MDC1 is indirectly down regulated by the oncogene AKT1. AKT1 activates expression of the microRNA-22 (miR-22) which targets the 3' end of MDC1 mRNA inhibiting translation. Aberrant overexpression of AKT1, which is observed in several cancers including breast, lung and prostate, results in reduced production of MDC1 and subsequently a destabilization of the genome and increased tumorigenicity.

== Role in cancer ==

MDC1 is a putative tumor suppressor. Knockout studies in mice have shown an increase in tumor development when MDC1 is lost. Reduction in MDC1 protein levels has been observed in a large number of breast and lung carcinomas.

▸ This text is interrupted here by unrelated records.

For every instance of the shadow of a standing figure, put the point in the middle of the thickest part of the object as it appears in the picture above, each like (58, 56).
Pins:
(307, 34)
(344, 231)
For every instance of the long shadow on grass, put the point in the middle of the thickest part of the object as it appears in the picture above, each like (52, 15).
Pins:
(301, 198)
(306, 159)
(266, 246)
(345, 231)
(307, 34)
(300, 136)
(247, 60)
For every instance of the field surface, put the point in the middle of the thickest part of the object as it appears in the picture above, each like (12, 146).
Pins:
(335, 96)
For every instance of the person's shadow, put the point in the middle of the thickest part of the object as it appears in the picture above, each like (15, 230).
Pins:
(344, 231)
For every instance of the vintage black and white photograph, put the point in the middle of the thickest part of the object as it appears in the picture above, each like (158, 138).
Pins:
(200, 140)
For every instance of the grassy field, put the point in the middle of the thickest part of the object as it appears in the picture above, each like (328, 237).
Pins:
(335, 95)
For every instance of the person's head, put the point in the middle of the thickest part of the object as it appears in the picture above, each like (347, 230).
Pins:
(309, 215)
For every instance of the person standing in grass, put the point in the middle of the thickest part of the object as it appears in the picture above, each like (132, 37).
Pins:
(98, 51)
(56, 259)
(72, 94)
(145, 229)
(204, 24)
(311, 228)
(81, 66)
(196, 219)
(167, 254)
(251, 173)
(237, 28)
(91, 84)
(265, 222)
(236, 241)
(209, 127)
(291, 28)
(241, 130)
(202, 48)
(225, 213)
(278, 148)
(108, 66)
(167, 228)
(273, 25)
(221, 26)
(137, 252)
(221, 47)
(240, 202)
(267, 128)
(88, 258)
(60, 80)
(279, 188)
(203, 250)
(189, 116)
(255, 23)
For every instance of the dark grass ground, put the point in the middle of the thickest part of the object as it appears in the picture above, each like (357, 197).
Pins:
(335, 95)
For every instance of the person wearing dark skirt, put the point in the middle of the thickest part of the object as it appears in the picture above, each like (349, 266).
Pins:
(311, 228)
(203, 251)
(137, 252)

Several studies on various human cancer cell lines including the A549 cell human lung carcinoma line, multiple esophageal cancer cell lines (TE11, YES2, YES5), and cervical cancer cell lines (HeLa, SiHa, and CaSki) showed increased sensitivity to anti-cancer drugs (adriamycin and cisplatin), when endogenous MDC1 protein levels were knockdown with siRNA. Because of MDC1s involvement in several pathways that are often misappropriated by cancer cells including the cell cycle checkpoints, DDR, and p53 tumor suppression, cancer treatments that target MDC1 have the potential to be potent radiosensitizer and chemosensitizer.